2021年3月からは健康保険証代わりに 引越し・死亡の手続きもワンストップ化

そして、さらに大きいのが、マイナンバーカードを健康保険証として利用する制度です。2021年3月から本格運用をスタートするとの方針が各省庁の資料でも示されており、こちらもやはり待ったなしという状況。「2022年度中に概ね全ての医療機関での導入を目指す」とされています。

これについては、やや情報が錯綜していますが、既存の保険証が使えなくなる心配は無いようです。マイナンバーカードも保険証として使えるようにしつつ、無資格受診抑止に繋がる「オンライン資格確認」を導入するのが、直接的な波及効果になっていくのでしょう。

また、前述のマイナポータルでは2019年度以降に「引越しワンストップサービス」「死亡・相続ワンストップサービス」を順次導入することが、ロードマップで明らかになっています(マイナンバー制度導入後のロードマップ(案))。
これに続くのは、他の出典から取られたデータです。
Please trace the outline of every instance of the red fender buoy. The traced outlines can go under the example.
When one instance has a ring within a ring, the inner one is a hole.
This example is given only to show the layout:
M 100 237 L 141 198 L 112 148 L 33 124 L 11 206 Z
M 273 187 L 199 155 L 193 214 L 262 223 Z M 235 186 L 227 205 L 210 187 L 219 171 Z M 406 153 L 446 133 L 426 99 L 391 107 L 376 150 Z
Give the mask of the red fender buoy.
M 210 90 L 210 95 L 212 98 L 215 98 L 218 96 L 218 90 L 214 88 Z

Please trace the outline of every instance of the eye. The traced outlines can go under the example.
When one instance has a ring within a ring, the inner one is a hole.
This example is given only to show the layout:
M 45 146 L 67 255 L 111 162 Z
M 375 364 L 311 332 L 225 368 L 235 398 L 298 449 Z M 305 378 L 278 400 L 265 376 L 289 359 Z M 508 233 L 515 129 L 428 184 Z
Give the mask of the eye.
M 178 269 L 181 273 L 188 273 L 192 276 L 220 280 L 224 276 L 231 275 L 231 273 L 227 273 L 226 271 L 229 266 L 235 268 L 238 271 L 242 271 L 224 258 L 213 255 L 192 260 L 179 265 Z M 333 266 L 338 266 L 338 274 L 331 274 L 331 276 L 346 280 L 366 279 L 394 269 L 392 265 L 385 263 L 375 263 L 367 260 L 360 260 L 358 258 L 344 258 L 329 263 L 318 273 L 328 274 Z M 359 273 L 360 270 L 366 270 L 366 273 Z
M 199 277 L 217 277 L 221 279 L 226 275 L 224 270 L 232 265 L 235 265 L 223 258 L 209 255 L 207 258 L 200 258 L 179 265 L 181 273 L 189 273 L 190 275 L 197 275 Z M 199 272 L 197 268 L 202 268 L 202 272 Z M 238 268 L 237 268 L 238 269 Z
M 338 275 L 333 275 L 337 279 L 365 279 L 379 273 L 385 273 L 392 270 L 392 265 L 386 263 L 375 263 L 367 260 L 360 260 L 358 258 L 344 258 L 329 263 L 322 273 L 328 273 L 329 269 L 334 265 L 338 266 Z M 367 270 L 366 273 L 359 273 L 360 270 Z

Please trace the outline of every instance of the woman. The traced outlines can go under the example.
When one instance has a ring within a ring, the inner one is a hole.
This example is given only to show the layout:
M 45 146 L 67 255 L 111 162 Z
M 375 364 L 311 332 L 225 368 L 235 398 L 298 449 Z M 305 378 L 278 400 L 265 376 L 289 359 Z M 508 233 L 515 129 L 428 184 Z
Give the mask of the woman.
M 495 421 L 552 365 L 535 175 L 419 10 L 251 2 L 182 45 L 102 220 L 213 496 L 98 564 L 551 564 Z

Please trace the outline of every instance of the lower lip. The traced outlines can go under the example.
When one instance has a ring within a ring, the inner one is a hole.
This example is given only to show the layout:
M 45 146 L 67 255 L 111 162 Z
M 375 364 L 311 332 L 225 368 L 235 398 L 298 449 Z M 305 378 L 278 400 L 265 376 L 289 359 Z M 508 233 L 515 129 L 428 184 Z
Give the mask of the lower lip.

こちらはマイナンバーカード関連のロードマップ。ちゃくちゃくと新機能・新制度が盛り込まれていくようです

引越しの場合、転出届をとり、さらに水道・電気・ガスなど各種公共サービスの手続きを同時に行なうことになりますが、これらを一括オンライン処理したり、全ては無理でも必要な案内を適宜送る等の対応が想定されています。

また、死亡者の手続きについても極めて煩雑なことが知られていますから、部分的でもワンストップ化されれば、大きな効果が出そうです。

マイナンバーカード作るのはお好みで。政府は本気っぽい

財布にマイナンバーカードを入れておく機会が、今後は増えるかも

筆者の場合、運転免許証を持っているので、マイナンバーカードの必要性は決して高くありませんでした。しかし、オンライン確定申告には、マイナンバーカードがあったほうがいいのは事実。よって、それまで使っていた住基カードの期限切れを待って、マイナンバーカードに切り替えました。

人それぞれ事情があるため、「マイナンバーカードを作った方がいいか?」と聞かれれば、それは「人による」と答えます。ただ冒頭からの繰り返しになってしまいますが、運転免許証を持たず、健康保険証やパスポートで身分証明をしているくらいなら、それはもう絶対的にマイナンバーカードを作った方がいいでしょう。これは断言します。

日本政府は「世界最先端デジタル国家創造宣言」をとりまとめており、行政サービスの100%デジタル化などが具体目標に掲げられています。この実現にむけて、KYCとマイナンバー確認が一度にできるマイナンバーカードは、一定の効果を発揮すると思われます。

また、政府の普及推進策は、かなり本気のようにみえます。保険証としての使い道以外に、公務員・民間企業における「職員証」活用が一部ではじまりました。持っておけば、なにかと便利な時代がくるのは間違いなさそうです。